On Thu, 2010-08-19 at 08:03 -0700, sam wrote:
> What exactly is this code trying to check?
$ svn blame src/DbMetal/Generator/Implementation/Processor.cs
...
1391 jonmpryor bool ValidateAssociations(Database database,
Table table)
So it comes from r1391:
$ svn log src/DbMetal/Generator/Implementation/Processor.cs |
less
...look for r1391...
Fix Association Cardinality generation.
Our Association Cardinality was always wrong -- we'd generate
Cardinality.Many
for one association, and Cardinality.One for the reverse
association.
1. These need to match.
2. This mismatch was causing .NET SqlMetal to error out on
DbMetal-generated
.dbml files.
Instead of actually trying to deduce the correct value, do
what .NET SqlMetal
does: don't generate Cardinality at all.
Fixes Issue 228.
So this is to fix
http://code.google.com/p/dblinq2007/issues/detail?id=228
Basically, the .dbml file that DbMetal was generating was invalid, in
that attempting to use .NET SQLMETAL.EXE against a
DbMetal.exe-generated .dbml file resulted in a multitude of errors.
Our DBML was invalid, and I (in my infinite[0] wisdom) figured that the
solution was to validate the DBML to prevent it from being invalid.
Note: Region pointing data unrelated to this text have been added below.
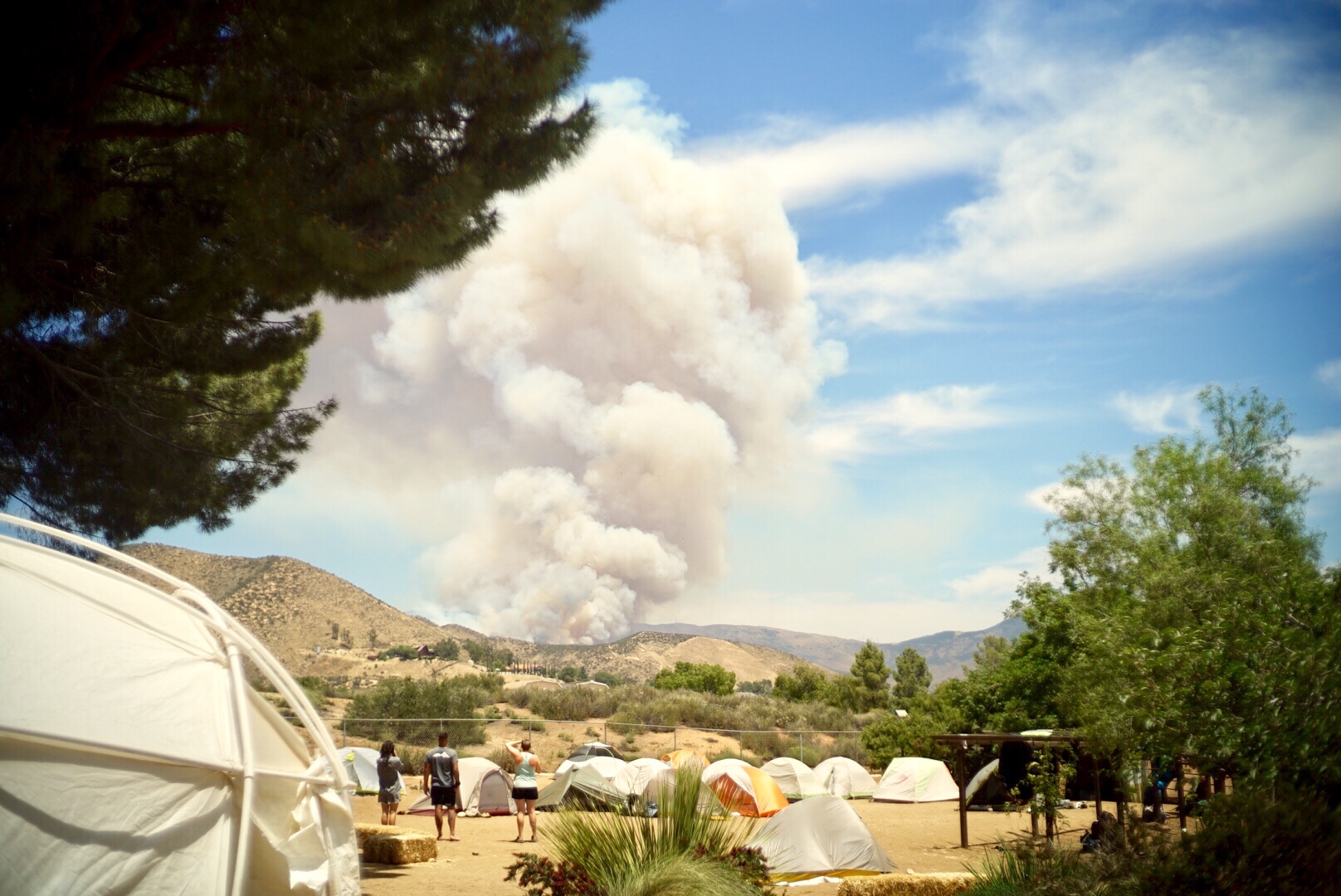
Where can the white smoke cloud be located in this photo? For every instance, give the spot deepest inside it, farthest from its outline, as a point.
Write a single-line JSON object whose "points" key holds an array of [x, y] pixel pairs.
{"points": [[592, 388]]}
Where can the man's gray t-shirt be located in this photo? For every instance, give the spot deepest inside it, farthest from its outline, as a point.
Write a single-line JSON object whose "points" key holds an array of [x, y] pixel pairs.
{"points": [[440, 766]]}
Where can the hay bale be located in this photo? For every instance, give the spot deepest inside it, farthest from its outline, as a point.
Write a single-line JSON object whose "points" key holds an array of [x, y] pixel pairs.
{"points": [[363, 832], [932, 884], [404, 848]]}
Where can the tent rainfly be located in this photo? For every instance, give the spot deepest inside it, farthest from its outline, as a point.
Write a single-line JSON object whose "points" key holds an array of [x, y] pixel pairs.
{"points": [[844, 777], [916, 780], [581, 786], [744, 789], [485, 791], [794, 778], [821, 837], [174, 774]]}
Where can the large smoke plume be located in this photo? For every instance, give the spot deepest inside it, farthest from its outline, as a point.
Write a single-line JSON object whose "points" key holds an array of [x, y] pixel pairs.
{"points": [[629, 349]]}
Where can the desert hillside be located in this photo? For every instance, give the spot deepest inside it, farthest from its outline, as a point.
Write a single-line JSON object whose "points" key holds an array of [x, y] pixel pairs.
{"points": [[296, 608]]}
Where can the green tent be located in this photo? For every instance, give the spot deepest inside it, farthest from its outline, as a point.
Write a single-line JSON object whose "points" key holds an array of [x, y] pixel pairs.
{"points": [[583, 787]]}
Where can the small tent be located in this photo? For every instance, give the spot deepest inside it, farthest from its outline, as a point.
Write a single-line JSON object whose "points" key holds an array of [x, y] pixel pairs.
{"points": [[485, 791], [916, 780], [583, 787], [174, 776], [679, 758], [987, 787], [607, 766], [821, 837], [744, 789], [796, 778], [845, 778], [361, 767]]}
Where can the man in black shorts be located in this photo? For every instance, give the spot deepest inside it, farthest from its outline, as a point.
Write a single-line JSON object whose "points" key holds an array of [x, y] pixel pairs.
{"points": [[441, 777]]}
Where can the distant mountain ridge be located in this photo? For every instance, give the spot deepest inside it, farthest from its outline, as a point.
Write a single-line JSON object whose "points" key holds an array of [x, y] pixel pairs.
{"points": [[946, 652]]}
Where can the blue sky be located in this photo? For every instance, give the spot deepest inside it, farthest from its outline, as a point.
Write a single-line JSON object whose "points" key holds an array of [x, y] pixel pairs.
{"points": [[946, 248]]}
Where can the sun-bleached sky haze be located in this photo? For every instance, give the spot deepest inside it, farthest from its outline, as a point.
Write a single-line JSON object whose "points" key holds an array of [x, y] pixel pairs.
{"points": [[807, 336]]}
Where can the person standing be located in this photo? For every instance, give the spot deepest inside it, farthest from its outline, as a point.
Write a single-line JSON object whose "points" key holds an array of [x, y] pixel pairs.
{"points": [[441, 777], [524, 789], [389, 785]]}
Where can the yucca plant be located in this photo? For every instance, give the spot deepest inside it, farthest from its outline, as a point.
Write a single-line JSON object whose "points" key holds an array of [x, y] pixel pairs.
{"points": [[663, 856]]}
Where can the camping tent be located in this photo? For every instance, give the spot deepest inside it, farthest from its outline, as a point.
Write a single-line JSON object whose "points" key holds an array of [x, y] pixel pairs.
{"points": [[679, 758], [174, 776], [845, 778], [485, 791], [821, 837], [744, 789], [579, 786], [361, 767], [607, 766], [987, 787], [794, 778], [640, 776], [916, 780]]}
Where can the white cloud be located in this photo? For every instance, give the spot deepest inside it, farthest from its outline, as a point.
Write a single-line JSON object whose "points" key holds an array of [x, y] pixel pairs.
{"points": [[873, 426], [1162, 411], [565, 419], [1330, 374], [1001, 580], [1120, 172], [844, 160], [1319, 456]]}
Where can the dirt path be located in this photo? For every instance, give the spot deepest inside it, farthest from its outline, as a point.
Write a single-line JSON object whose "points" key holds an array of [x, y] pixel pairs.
{"points": [[919, 837]]}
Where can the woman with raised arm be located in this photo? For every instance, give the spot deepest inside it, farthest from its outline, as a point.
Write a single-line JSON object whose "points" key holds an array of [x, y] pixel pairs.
{"points": [[524, 791]]}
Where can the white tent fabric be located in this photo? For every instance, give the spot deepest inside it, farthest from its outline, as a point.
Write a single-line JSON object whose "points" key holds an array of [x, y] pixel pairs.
{"points": [[485, 791], [844, 777], [641, 774], [916, 780], [821, 837], [607, 766], [133, 752], [796, 780], [361, 767]]}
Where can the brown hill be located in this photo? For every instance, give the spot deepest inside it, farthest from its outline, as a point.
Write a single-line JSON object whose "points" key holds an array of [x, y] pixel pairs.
{"points": [[295, 608]]}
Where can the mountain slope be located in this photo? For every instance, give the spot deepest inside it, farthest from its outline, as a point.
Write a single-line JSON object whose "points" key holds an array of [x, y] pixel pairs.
{"points": [[946, 652]]}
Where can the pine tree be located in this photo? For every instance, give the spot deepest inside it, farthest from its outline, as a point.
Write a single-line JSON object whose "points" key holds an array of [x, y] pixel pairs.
{"points": [[180, 178]]}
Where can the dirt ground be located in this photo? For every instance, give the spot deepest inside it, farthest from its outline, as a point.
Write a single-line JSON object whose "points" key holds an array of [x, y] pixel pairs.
{"points": [[916, 837]]}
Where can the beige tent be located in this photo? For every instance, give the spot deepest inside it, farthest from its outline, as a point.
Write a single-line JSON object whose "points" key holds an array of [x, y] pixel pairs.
{"points": [[844, 777], [821, 837], [133, 752], [916, 780], [485, 791], [794, 778]]}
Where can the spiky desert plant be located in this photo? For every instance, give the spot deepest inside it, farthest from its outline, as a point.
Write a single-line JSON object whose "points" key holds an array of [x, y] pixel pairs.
{"points": [[618, 850]]}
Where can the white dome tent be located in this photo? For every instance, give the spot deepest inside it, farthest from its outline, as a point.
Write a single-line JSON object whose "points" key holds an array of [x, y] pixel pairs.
{"points": [[133, 752]]}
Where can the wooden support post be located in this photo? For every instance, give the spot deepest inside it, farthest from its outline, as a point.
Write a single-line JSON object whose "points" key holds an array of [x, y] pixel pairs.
{"points": [[963, 798]]}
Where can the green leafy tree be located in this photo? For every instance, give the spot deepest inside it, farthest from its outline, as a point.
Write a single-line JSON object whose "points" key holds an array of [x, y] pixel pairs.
{"points": [[912, 678], [696, 676], [181, 178], [803, 684], [868, 689], [1202, 622]]}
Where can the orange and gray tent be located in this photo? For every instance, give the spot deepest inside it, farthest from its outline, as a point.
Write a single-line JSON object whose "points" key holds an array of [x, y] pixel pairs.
{"points": [[916, 780], [744, 789], [821, 837], [845, 778], [794, 777]]}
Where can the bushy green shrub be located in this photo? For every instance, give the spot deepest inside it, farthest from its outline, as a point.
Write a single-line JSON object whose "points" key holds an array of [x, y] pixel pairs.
{"points": [[396, 700]]}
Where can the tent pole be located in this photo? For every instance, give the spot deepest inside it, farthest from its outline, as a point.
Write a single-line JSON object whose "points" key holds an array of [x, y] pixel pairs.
{"points": [[963, 800]]}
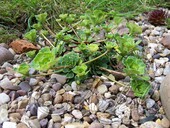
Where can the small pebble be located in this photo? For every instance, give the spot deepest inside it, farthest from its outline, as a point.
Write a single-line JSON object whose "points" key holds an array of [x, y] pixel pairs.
{"points": [[77, 114], [102, 89], [165, 122], [4, 98], [9, 125]]}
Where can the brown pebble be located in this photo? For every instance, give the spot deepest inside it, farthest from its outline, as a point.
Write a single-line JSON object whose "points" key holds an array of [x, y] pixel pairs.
{"points": [[46, 97], [166, 41], [87, 119], [21, 125], [135, 115], [67, 97], [23, 103], [93, 99], [103, 115], [114, 89], [14, 117], [58, 99]]}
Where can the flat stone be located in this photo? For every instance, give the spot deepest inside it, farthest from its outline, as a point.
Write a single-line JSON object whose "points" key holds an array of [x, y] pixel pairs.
{"points": [[9, 125], [165, 95], [150, 124], [5, 55]]}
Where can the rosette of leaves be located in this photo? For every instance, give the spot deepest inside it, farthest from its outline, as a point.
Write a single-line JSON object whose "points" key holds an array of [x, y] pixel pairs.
{"points": [[100, 62], [133, 66], [140, 87], [68, 62], [81, 72], [44, 60], [125, 45], [157, 17]]}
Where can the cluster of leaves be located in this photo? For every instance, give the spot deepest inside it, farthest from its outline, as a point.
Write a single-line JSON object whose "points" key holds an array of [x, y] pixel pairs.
{"points": [[80, 50], [37, 28]]}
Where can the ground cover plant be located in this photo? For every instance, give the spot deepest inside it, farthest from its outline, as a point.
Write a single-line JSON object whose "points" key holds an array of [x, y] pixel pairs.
{"points": [[19, 15], [89, 45]]}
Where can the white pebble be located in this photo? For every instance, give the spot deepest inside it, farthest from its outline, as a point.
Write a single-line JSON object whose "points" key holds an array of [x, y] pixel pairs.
{"points": [[9, 125], [77, 114], [4, 98], [102, 89]]}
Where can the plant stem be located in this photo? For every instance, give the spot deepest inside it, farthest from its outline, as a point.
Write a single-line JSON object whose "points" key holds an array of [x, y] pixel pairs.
{"points": [[96, 57], [47, 40]]}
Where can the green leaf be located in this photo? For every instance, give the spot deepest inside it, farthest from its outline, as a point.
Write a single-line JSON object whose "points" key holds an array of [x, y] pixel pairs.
{"points": [[23, 69], [44, 32], [31, 54], [109, 45], [63, 16], [134, 28], [140, 87], [80, 70], [41, 17], [44, 60], [93, 47], [118, 20], [134, 65], [70, 59], [125, 44], [31, 35], [37, 26]]}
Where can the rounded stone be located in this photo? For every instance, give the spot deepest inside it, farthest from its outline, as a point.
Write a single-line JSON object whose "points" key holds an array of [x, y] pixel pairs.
{"points": [[77, 114], [165, 122], [150, 124], [96, 125], [4, 98]]}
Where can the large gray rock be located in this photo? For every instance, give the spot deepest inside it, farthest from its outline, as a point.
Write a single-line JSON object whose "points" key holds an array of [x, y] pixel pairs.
{"points": [[165, 95], [5, 55]]}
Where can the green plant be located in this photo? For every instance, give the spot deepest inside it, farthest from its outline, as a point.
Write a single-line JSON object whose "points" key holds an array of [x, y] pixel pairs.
{"points": [[44, 60], [80, 52]]}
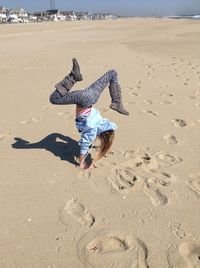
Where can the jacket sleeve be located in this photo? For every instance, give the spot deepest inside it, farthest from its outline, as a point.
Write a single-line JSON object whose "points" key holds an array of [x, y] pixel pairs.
{"points": [[86, 140]]}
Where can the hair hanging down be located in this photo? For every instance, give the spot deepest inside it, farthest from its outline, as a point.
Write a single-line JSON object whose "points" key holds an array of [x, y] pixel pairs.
{"points": [[106, 139]]}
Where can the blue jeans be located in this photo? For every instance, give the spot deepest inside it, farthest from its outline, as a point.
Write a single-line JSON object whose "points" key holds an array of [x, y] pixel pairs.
{"points": [[86, 97]]}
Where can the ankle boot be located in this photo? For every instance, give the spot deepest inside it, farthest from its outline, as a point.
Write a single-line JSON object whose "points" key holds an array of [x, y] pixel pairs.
{"points": [[68, 81], [116, 97], [76, 71]]}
As for why `otherAssociation` and `otherColumn` are there, if we're
going to verify that an association is correct we need the reverse
association, and the reverse column. That is, if A.FK is a FK
association referring to B.PK, we need to verify that B exists
(`otherType`), that B contains an association to A (`otherAssociation`,
because .dbml requires that associations be bidirectional), and that the
columns are correct.
Mostly we're verifying that things actually exist, though doubtless
something more user-friendly would be to use .SingleOrDefault() and use
Log.WriteErrorLine() if any of those lines return null.
> After tweaking the code to log an error, I discovered one table that
> had two identical associations, same PK and FK. Is that what this
> code is looking for?
Yup, among related errors.
- Jon
[0] Not actually infinite, and often completely lacking.